JDBC Connector¶

Reads and writes any JDBC-compatible database: PostgreSQL, MySQL, Oracle, SQL Server, Redshift, Snowflake (via JDBC driver), and more.

Read¶

CONFIG:
  inputs:
    customers:
      format: jdbc
      url: "jdbc:postgresql://db-host:5432/mydb"
      table: public.customers          # or use sql:
      user: "{{ env.DB_USER }}"
      password: "{{ env.DB_PASS }}"
      options:
        fetchsize: "10000"

Parallelised read (requires a numeric partition column):

    large_table:
      format: jdbc
      url: "jdbc:postgresql://db-host:5432/mydb"
      table: public.transactions
      user: "{{ env.DB_USER }}"
      password: "{{ env.DB_PASS }}"
      options:
        partitionColumn: id
        lowerBound: "1"
        upperBound: "10000000"
        numPartitions: "16"
        fetchsize: "50000"

Custom SQL:

    recent_orders:
      format: jdbc
      url: "jdbc:postgresql://db-host:5432/mydb"
      sql: "SELECT * FROM orders WHERE created_at >= '{{ dt }}'"
      user: "{{ env.DB_USER }}"
      password: "{{ env.DB_PASS }}"

Requirement

url is required.
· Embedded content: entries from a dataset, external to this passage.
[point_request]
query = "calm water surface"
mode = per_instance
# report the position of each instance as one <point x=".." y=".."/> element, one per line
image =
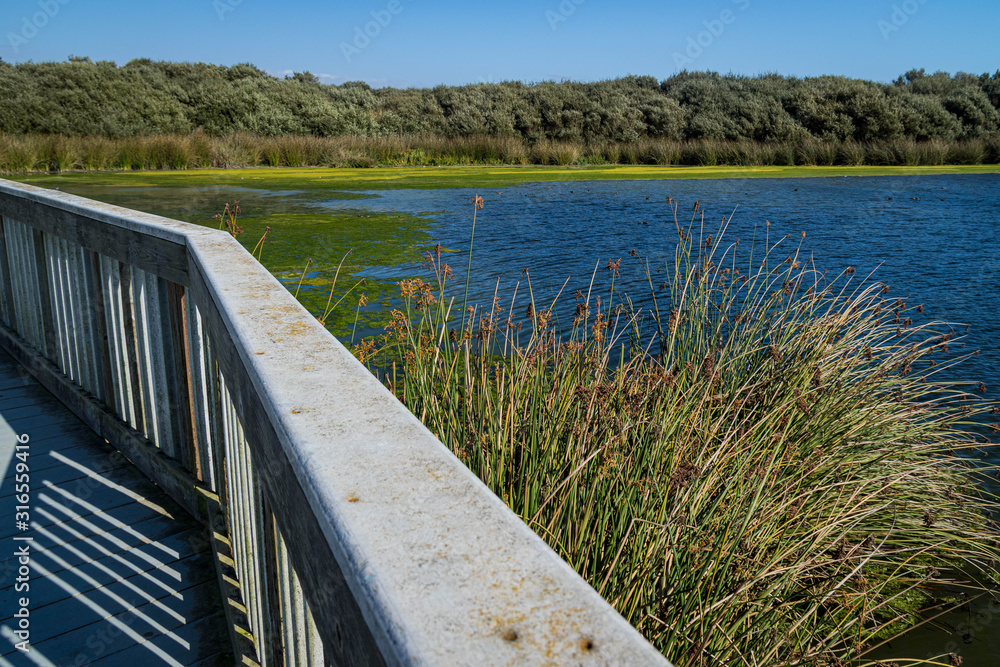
<point x="933" y="239"/>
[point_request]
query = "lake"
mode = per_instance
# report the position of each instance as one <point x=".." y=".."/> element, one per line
<point x="933" y="239"/>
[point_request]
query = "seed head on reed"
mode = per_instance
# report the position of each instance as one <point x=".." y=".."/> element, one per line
<point x="751" y="483"/>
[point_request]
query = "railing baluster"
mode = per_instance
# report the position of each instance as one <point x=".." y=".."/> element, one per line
<point x="45" y="305"/>
<point x="131" y="348"/>
<point x="201" y="389"/>
<point x="99" y="317"/>
<point x="6" y="286"/>
<point x="178" y="375"/>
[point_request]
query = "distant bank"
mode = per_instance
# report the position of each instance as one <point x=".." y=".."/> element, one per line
<point x="319" y="180"/>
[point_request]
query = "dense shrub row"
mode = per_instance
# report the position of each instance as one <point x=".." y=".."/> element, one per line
<point x="142" y="97"/>
<point x="23" y="153"/>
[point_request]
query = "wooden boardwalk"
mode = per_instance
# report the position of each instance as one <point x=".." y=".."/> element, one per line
<point x="119" y="574"/>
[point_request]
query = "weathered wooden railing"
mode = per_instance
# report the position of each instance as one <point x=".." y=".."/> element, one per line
<point x="346" y="532"/>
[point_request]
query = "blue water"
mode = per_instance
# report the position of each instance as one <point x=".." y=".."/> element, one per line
<point x="933" y="239"/>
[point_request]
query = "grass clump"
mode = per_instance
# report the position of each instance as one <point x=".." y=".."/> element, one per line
<point x="759" y="468"/>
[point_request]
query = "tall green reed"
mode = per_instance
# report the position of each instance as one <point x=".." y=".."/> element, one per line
<point x="759" y="468"/>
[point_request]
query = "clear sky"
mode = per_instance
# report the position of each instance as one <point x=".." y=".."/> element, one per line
<point x="425" y="43"/>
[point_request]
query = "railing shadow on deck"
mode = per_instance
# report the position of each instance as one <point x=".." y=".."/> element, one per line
<point x="346" y="532"/>
<point x="109" y="578"/>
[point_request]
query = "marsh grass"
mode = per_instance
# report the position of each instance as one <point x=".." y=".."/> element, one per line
<point x="758" y="469"/>
<point x="55" y="153"/>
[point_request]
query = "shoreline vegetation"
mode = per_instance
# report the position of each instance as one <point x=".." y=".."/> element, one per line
<point x="759" y="469"/>
<point x="21" y="154"/>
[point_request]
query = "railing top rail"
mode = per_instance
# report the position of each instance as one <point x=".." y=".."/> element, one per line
<point x="442" y="571"/>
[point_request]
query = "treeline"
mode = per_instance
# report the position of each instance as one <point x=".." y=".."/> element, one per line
<point x="33" y="152"/>
<point x="145" y="98"/>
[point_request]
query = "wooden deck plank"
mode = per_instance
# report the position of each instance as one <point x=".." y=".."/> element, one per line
<point x="116" y="565"/>
<point x="98" y="640"/>
<point x="90" y="603"/>
<point x="201" y="633"/>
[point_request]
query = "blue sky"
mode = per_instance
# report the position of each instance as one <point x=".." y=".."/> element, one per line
<point x="425" y="43"/>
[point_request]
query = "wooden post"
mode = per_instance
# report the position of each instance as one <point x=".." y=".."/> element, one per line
<point x="179" y="377"/>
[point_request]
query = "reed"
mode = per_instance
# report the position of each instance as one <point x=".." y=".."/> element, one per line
<point x="758" y="468"/>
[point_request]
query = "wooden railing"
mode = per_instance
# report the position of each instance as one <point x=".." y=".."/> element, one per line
<point x="346" y="533"/>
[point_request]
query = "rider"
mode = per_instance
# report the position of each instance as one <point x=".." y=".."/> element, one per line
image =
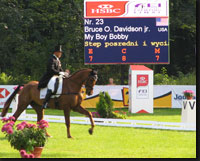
<point x="53" y="68"/>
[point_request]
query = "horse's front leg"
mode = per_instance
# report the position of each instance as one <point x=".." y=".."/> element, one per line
<point x="67" y="121"/>
<point x="81" y="110"/>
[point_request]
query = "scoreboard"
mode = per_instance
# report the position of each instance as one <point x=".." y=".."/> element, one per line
<point x="126" y="32"/>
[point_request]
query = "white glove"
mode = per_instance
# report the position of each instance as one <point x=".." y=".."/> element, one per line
<point x="62" y="73"/>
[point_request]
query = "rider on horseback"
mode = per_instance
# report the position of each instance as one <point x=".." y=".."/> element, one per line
<point x="53" y="68"/>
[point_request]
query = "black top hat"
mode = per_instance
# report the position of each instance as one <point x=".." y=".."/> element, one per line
<point x="58" y="48"/>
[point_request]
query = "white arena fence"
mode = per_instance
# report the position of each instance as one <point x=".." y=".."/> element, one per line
<point x="113" y="122"/>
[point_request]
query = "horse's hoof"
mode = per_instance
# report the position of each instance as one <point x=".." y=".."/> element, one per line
<point x="90" y="131"/>
<point x="70" y="137"/>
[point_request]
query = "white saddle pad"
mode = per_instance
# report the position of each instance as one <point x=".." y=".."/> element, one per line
<point x="51" y="85"/>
Either table or sql is required.

Write¶

CONFIG:
  outputs:
    predictions:
      format: jdbc
      url: "jdbc:postgresql://db-host:5432/mydb"
      table: ml.predictions
      user: "{{ env.DB_USER }}"
      password: "{{ env.DB_PASS }}"
      mode: append
      options:
        batchsize: "5000"
        truncate: "true"

Fields¶

Field	Type	Required	Description
`format`	`"jdbc"`	Yes	Selects this connector
`url`	string	Yes	JDBC connection URL
`table`	string	Conditional	Fully qualified table name (required unless `sql` set)
`sql`	string	Conditional	SQL query for reads (alternative to `table`)
`user`	string	No	Database username
`password`	string	No	Database password — use `{{ env.VAR }}`
`mode`	`overwrite` \| `append`	No	Write mode (outputs only)
`options`	dict	No	Spark JDBC options

JDBC URLs by database¶

Database	URL pattern
PostgreSQL	`jdbc:postgresql://host:5432/db`
MySQL	`jdbc:mysql://host:3306/db`
Oracle	`jdbc:oracle:thin:@host:1521/SID`
SQL Server	`jdbc:sqlserver://host:1433;databaseName=db`
Redshift	`jdbc:redshift://cluster.id.region.redshift.amazonaws.com:5439/db`

JDBC driver setup¶

The JDBC driver JAR must be on the Spark classpath:

ENGINE:
  spark_conf:
    spark.jars: "/opt/spark/jars/postgresql-42.7.0.jar"
    # or for multiple JARs:
    # spark.jars: "/opt/spark/jars/pg.jar,/opt/spark/jars/mysql.jar"

On Databricks, install the driver via the cluster Libraries UI.